In this paper we analyze some aspects of the question of using methods from model theory to study structures of functional analysis.
By a well known result of P. Lindström, one cannot extend the expressive power of first order logic and yet preserve its most outstanding model theoretic characteristics (e.g., compactness and the Löwenheim-Skolem theorem). However, one may consider extending the scope of first order in a different sense, specifically, by expanding the class of structures that are regarded as models (e.g., including Banach algebras or other structures of functional analysis), and ask whether the resulting extensions of first order model theory preserve some of its desirable characteristics.
A formal framework for the study of structures based on Banach spaces from the perspective of model theory was first introduced by C. W. Henson in [8] and [6]. Notions of syntax and semantics for these structures were defined, and it was shown that using them one obtains a model theoretic apparatus that satisfies many of the fundamental properties of first order model theory. For instance, one has compactness, Löwenheim-Skolem, and omitting types theorems.
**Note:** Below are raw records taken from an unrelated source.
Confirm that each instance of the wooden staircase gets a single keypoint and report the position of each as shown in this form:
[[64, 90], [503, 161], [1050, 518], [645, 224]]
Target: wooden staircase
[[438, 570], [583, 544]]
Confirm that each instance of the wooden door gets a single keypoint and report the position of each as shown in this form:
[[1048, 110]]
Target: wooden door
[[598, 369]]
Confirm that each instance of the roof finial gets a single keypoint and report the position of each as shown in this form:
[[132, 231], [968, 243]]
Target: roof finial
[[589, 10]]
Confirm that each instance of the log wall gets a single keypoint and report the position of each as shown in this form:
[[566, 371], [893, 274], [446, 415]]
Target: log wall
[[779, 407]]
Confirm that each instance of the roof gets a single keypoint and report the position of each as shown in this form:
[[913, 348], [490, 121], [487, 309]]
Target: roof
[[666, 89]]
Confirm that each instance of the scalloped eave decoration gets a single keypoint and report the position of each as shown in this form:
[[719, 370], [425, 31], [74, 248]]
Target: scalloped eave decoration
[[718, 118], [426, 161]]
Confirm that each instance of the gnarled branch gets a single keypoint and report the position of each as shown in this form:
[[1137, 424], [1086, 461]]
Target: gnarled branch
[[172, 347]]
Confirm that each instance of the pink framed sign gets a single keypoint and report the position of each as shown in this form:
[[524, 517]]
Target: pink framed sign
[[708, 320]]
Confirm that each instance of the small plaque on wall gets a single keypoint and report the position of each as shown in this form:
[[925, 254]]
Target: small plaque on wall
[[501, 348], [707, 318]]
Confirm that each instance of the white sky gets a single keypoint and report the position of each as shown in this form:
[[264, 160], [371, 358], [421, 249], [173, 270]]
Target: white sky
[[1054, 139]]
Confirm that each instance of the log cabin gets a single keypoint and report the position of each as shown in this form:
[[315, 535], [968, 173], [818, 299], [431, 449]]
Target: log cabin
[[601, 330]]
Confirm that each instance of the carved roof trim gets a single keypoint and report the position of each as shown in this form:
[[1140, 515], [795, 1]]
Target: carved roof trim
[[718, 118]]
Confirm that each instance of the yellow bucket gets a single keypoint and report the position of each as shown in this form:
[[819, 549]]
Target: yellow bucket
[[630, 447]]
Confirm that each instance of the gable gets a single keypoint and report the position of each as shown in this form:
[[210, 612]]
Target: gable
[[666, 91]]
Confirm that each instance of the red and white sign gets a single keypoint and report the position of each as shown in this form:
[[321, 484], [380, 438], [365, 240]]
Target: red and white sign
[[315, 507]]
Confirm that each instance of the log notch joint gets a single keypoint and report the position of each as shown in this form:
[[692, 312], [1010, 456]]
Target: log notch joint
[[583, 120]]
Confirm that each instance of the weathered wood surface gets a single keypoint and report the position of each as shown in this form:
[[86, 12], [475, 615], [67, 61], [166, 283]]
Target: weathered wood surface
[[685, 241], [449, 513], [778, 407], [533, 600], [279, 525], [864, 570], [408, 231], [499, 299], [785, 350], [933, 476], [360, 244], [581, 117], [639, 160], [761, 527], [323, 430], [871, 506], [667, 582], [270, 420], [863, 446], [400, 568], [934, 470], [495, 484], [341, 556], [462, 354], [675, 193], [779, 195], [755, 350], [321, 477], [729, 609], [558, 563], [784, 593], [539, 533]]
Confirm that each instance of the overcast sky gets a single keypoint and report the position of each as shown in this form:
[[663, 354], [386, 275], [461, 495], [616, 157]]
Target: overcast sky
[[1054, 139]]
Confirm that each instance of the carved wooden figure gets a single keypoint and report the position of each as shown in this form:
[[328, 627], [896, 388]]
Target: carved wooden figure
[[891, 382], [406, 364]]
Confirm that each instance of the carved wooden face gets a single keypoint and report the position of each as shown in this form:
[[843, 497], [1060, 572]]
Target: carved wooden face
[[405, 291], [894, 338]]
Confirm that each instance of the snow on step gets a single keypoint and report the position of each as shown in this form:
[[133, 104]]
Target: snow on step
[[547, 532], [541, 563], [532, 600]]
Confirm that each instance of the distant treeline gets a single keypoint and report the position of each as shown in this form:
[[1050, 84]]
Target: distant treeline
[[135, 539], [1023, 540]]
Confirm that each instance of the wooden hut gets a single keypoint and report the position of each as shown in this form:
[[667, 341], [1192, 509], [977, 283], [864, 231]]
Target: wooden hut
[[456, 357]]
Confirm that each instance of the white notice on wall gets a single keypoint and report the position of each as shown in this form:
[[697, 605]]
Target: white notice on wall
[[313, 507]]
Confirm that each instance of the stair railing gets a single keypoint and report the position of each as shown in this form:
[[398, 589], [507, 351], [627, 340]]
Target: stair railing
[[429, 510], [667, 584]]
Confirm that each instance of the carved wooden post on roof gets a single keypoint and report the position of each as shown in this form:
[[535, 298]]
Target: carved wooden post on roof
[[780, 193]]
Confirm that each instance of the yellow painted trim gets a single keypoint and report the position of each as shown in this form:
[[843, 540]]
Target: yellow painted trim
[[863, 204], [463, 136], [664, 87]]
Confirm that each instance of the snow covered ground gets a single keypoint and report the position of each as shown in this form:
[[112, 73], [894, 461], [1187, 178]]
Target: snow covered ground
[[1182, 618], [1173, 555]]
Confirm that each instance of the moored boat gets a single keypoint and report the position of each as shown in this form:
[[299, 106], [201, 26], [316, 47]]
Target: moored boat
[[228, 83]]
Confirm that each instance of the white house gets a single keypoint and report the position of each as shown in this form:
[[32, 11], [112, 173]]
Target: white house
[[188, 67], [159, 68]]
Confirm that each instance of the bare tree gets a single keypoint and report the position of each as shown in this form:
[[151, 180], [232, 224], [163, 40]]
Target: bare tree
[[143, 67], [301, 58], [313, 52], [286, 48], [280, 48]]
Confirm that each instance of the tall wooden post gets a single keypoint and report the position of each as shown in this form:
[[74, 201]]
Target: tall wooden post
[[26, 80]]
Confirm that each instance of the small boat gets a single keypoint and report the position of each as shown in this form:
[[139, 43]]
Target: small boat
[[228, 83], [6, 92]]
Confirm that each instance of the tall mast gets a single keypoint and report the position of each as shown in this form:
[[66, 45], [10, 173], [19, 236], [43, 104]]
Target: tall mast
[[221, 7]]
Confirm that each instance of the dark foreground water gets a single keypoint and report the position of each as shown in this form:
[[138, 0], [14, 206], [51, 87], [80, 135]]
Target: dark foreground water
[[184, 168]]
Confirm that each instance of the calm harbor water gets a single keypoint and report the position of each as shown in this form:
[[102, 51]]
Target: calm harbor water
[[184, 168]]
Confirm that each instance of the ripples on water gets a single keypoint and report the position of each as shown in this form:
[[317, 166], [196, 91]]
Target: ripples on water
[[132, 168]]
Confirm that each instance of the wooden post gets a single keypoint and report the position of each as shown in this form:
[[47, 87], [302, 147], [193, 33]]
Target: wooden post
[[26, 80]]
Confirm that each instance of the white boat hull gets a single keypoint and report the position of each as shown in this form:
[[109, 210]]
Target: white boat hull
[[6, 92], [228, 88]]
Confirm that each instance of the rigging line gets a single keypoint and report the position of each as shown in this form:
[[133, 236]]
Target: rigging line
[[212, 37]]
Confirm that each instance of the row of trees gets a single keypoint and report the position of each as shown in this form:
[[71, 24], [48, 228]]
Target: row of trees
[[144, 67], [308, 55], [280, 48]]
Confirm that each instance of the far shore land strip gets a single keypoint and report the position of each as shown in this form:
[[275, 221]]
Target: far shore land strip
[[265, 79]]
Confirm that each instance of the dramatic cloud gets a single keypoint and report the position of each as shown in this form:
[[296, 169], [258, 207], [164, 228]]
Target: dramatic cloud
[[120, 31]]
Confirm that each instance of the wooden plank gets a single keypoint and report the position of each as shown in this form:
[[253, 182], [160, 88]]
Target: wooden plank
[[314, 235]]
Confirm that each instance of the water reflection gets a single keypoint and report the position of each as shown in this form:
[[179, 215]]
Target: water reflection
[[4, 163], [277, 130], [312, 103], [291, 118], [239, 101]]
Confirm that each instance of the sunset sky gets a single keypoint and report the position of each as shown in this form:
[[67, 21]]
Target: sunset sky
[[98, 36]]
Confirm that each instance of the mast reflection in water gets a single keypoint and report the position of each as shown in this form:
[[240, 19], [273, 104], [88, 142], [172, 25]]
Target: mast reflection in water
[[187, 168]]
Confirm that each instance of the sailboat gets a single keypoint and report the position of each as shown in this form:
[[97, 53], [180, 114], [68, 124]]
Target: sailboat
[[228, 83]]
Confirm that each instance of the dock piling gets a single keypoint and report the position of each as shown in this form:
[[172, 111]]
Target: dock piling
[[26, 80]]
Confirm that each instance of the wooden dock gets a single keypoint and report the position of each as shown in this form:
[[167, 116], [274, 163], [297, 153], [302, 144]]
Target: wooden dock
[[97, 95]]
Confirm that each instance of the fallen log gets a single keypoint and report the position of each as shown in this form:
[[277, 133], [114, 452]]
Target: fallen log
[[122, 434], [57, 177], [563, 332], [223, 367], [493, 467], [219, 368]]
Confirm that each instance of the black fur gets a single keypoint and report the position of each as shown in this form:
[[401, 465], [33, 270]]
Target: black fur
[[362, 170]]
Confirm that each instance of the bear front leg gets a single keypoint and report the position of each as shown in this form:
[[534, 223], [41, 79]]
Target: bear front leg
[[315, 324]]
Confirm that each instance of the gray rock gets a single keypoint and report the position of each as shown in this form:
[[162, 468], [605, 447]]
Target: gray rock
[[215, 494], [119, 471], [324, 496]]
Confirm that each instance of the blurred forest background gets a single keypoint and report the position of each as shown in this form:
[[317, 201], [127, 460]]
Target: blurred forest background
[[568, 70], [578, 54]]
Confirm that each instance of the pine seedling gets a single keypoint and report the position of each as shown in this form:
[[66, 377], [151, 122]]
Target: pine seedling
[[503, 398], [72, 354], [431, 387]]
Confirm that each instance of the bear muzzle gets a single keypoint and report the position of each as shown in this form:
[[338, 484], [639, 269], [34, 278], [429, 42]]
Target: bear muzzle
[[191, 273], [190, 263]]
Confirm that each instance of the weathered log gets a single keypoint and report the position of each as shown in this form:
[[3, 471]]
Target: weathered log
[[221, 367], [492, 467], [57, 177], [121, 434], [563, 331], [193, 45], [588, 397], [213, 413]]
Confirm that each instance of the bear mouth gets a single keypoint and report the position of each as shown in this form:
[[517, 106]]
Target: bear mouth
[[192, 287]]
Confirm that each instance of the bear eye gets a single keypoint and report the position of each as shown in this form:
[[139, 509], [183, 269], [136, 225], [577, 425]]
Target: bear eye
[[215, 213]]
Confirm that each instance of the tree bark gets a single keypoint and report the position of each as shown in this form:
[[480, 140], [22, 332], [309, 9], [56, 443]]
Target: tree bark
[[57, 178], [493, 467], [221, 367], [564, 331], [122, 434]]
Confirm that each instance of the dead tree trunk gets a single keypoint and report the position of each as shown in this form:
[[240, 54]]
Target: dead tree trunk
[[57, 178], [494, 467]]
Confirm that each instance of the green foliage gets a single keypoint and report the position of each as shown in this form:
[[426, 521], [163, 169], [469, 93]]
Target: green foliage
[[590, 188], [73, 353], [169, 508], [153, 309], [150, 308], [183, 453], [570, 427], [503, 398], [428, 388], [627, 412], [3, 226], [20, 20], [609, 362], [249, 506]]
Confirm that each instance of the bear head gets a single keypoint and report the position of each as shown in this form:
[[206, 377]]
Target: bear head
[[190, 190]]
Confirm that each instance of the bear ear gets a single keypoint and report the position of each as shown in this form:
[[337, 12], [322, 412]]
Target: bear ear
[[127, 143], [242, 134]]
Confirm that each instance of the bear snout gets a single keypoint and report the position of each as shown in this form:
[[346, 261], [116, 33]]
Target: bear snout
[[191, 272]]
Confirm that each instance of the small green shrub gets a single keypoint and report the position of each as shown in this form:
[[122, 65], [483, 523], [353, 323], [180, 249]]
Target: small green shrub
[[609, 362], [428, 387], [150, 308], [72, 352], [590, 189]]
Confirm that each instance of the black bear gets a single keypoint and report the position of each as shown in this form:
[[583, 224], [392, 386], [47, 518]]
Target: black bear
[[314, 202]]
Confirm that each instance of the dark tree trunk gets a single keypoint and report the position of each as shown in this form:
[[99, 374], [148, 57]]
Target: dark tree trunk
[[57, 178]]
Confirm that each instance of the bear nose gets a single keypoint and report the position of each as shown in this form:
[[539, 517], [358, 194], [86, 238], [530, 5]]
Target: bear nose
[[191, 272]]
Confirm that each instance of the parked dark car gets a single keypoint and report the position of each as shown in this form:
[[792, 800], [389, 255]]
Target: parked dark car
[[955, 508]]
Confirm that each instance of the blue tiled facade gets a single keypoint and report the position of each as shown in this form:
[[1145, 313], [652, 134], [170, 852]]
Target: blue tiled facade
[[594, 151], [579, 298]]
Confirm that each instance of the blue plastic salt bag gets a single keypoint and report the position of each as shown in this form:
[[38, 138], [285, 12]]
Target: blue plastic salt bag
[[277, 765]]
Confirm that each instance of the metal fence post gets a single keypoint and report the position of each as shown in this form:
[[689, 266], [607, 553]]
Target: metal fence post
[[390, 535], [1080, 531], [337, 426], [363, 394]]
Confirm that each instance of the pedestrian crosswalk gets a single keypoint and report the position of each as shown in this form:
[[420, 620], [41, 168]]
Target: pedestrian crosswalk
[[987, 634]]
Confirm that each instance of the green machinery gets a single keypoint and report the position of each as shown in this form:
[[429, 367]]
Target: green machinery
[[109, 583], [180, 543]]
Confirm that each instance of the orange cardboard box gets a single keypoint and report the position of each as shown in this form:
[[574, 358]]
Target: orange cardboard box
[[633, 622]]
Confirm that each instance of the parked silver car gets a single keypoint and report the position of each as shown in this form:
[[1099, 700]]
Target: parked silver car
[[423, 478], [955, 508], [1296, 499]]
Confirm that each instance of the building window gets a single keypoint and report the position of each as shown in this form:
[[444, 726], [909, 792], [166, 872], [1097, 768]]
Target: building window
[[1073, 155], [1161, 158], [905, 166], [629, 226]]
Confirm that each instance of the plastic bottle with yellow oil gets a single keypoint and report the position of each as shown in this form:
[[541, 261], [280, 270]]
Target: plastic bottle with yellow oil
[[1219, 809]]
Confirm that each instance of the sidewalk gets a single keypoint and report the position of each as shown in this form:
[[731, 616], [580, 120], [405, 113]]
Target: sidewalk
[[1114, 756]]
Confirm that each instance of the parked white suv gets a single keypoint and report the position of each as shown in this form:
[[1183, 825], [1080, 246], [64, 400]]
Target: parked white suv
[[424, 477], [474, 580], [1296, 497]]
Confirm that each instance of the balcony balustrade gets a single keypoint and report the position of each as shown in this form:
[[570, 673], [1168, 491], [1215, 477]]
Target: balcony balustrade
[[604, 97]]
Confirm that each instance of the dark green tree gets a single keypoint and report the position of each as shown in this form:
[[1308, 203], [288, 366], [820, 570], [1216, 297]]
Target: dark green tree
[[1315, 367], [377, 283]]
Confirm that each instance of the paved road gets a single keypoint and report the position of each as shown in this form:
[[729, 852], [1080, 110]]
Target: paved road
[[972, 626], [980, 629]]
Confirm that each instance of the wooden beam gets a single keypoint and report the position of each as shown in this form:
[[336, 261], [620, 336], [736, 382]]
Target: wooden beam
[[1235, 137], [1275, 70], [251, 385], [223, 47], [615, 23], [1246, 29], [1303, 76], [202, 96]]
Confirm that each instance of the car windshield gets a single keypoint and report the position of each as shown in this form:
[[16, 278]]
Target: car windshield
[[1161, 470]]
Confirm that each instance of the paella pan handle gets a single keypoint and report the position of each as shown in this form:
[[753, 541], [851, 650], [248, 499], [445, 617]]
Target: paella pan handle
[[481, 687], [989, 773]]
Further aspects of the theory, namely, the fundamentals of stability and forking, were first introduced in [10] and [9].
The classes of mathematical structures formally encompassed by this framework are normed linear spaces, possibly expanded with additional structure, e.g., operations, real-valued relations, and constants. This notion subsumes wide classes of structures from functional analysis. However, the restriction that the universe of a structure be a normed space is not necessary. (This restriction has a historical, rather than technical origin; specifically, the development of the theory was originally motivated by questions in Banach space geometry.) Analogous techniques can be applied if the universe is a metric space. Now, when the underlying metric topology is discrete, the resulting model theory coincides with first order model theory, so this logic extends first order in the sense described above. Furthermore, without any cost in the mathematical complexity, one can also work in multi-sorted contexts, so, for instance, one sort could be an operator algebra while another is. say, a metric space.